But with the beginning of 1951, these heroic achievements determined an important signpost for the future of open heart surgery. Worldwide several other trials of intracardiac operations using a heart–lung machine occurred but they all failed. There was a common scenario for all: good results in animal experiments, but bad results in sick human hearts. The logical conclusion was conceivable that a sick myocardium will not tolerate such an invasive therapy. Immediately a “sick human heart theory” evolved that eventually particular substances would have to be elaborated to ensure clinical success. The future of cardiac surgery was very much in doubt.[5] [8] [10] Just a few, like John Gibbon, did not give up. Meanwhile, since 1946, he had advanced to Director of Surgical Research at the Jefferson Medical College in Philadelphia. He resumed work at his heart–lung machine with the professional aid of five engineers of the Internal Business Machine Corporation (IBM). Using some generous financial support they constructed “Model I” in 1949 and “Model II” in 1951. In his final model, he used a screen oxygenator. After years of steady and tedious experimental work—yet 88% of his animals survived—John Gibbon dared to operate on a 15-year-old girl diagnosed with atrial septal defect (ASD) at the end of 1952. The heart–lung machine worked perfectly, but the child died because the ASD could not be identified. An autopsy revealed a large patent Ductus Botalli. Several months passed until the team performed a second operation in an 18-year-old girl with ASD on May 6, 1953. The machine worked perfectly for 45 minutes overall, with a total bypass time of 26 minutes, and the operation was successful ([Fig. 1]).[11]

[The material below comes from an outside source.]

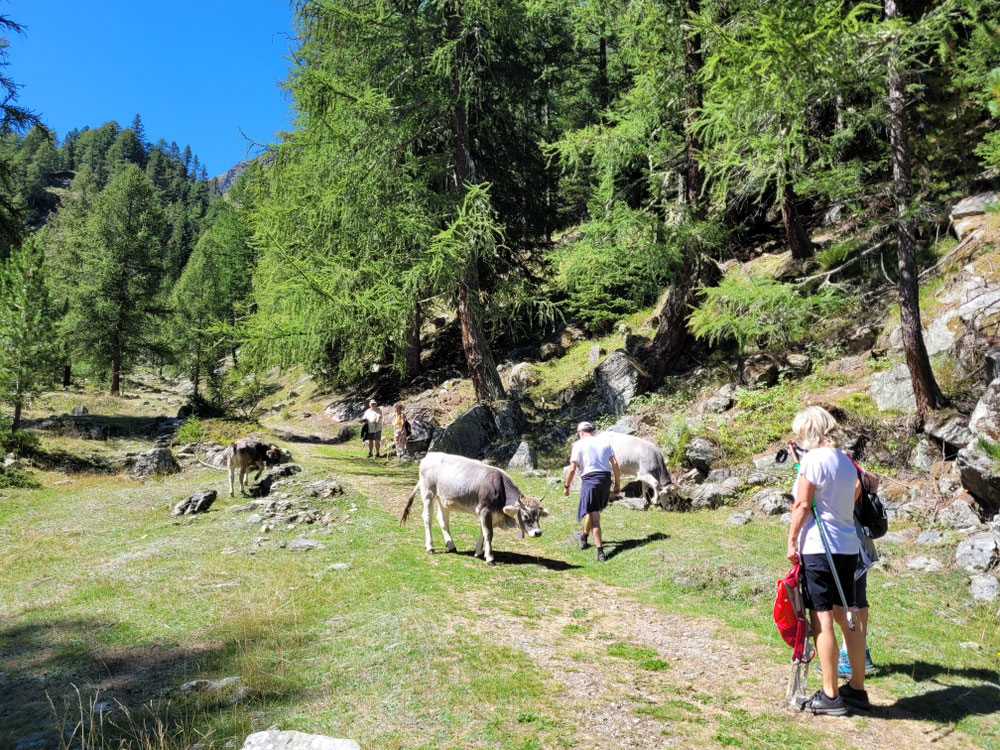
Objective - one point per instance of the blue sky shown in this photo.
(196, 71)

This was the first successful open heart operation on a patient with the aid of total cardiopulmonary bypass in the world. A milestone in surgery, the effect on the new capabilities to deal with up to now incurable cardiac anomalies was enormous. The echo of national and international professional organizations was one of full esteem, admiration, and appreciation. Gibbon, however, could not repeat his success. Frustrated after two additional fatal procedures, he announced a moratorium of 1 year for his machine. As a matter of fact, he never again performed an operation with his device. The risk of technical failures and possible dangers for the patient were, in his mind, unsurmountably high, and he abandoned his task. Gibbon was a dedicated and meticulous pioneer of cardiac surgery. His ingenious ideas and work, beginning 1931, represent the origin of a historic breakthrough in medical history. In 1974, he was proposed for the Nobel Prize, but he had succumbed before, on February 5, 1973, during a tennis match due to myocardial infarction, just a few months before the 20th anniversary of the epoch-making operation with his heart–lung machine.[6] [8]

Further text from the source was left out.